2 Corinthians 12

1) niet oorbaar;

Of, voegt mij niet wel; namelijk omdat het roemen een schijn heeft van eigendunkendheid. Versta dan dit, tenware ik tot handhaving mijns apostelschaps daartoe gedwongen worde. Zie hier 2 Cor. 12:11,12.

2Co 12.11,12

2) des Heeren.

Dat is, die mij de Heere gedaan of vertoond heeft.

3) in Christus,

Dat is, die in Christus is, of een Christen. Alzo spreekt hij van zichzelven in den derden persoon, tot een teken van nederigheid, alsof het ene zaak ware, die buiten hem ware.
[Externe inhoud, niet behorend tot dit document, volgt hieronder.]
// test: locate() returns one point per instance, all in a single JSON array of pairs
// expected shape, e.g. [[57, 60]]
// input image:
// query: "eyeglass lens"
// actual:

Anderen nemen dit woord in Christus, voor bij Christus, voor een vorm van eed, gelijk Rom. 9:1, en hierna 2 Cor. 12:19.

Ro 9.1 2Co 12.19

4) (of het [geschied zij]

Dat is, of het alleen door een vertrekking van zinnen mij is vertoond in mijn geest; of dat mijn geest voor een tijd uit mijn lichaam in den hemel is opgebracht, om zulks te zien en te horen, weet ik niet. Anderen nemen het alzo: Of ik met lichaam en ziel in den hemel ben opgeheven, of met de ziel alleen, dat weet ik niet.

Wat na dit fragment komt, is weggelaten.